Buna ek olarak yeşil ekonomi yalnızca enerji ve teknoloji eksenli bir dönüşüm değil aynı zamanda sosyal bir değişim gerektirir. Kömür, çimento, demir-çelik gibi karbon yoğun sektörlerde çalışan yüzbinlerce kişi, bu geçişin bir parçasıdır. İş gücünün yeni beceriler kazanması, yeşil istihdam olanaklarının artırılması ve adil bir geçiş süreci sağlanmadıkça dönüşüm kalıcı olamaz. Bu nedenle “adil geçiş” kavramı Türkiye için de stratejik bir politika başlığı olmalıdır. Yeşil ekonominin başarısı, sadece enerji üretiminde değil, toplumsal değişim ve dönüşüm ile de ölçülecektir.

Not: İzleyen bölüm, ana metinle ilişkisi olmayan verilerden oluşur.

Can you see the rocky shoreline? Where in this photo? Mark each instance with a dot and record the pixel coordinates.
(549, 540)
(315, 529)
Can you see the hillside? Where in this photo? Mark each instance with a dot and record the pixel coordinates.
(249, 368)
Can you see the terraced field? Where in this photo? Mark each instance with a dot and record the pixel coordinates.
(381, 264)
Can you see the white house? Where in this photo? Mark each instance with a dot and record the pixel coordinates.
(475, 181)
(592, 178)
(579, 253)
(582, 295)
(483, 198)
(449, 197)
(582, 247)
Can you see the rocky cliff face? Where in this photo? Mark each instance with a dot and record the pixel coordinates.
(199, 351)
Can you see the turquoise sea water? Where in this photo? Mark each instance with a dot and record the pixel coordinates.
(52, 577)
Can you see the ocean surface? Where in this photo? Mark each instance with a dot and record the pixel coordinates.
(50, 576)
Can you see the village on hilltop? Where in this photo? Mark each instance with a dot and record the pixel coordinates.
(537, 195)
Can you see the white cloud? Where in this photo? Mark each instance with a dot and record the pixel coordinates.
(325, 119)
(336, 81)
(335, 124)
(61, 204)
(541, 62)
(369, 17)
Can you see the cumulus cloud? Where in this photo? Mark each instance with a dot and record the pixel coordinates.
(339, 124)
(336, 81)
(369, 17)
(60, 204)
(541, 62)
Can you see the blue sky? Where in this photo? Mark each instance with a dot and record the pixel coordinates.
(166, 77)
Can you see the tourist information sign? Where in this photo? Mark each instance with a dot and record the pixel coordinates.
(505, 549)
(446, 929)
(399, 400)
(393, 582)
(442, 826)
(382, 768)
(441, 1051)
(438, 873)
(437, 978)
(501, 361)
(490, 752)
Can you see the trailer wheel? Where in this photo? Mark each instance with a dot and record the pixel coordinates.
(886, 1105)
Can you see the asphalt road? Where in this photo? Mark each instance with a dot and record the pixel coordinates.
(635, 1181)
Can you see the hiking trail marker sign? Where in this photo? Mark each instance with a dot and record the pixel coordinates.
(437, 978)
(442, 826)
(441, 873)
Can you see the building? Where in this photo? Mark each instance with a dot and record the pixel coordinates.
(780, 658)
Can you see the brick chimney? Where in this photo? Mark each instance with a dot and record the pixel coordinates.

Ekonomik ilerlemenin stratejisi
Türkiye’nin eli güçlü; güneş ve rüzgâr potansiyeli yüksek, genç nüfusu dinamik, coğrafi konumu stratejik. Bu unsurlar, yeşil dönüşümün ekonomik açıdan ilerlemenin de stratejisi olabileceğini gösteriyor. Yenilenebilir enerji yatırımları, enerji ithalatına bağımlılığı azaltarak cari açık üzerindeki baskıyı azaltabilir. Aynı zamanda ihracatın yeşil dönüşümle uyumlu hale gelmesi, Avrupa pazarlarında rekabet gücünü korumak ya da artırmak açısından da oldukça kritik önem arz etmektedir. Bugün artık mesele “yeşil olmak” değil, “rekabet yapabilmek”. Önümüzdeki yıllarda karbon ayak izini azaltamayan, enerji verimliliğini sağlayamayan sektörler sadece çevreye değil, kendi ekonomilerine de zarar verecek.
Bu bakımdan yeşil ekonomi Türkiye için bir maliyetten ziyade bir gelecek yatırımı. Bu dönüşüm üretimi, istihdamı ve finans sistemini değiştirecek bir kalkınma modeli sunuyor. Fakat bu dönüşümlerin gerçekleşmesi için kararlı, uzun vadeli ve koordineli politikalara ihtiyaç var. Büyümenin ölçüsü artık rakamlarla değil; doğayla uyumla, toplumsal kapsayıcılıkla ve ekonomik dayanıklılıkla belirlenecek. Ve belki de Türkiye, tarihte ilk defa, doğayı tahrip etmeden büyümeyi başarabilen ülkelerden biri olabilir.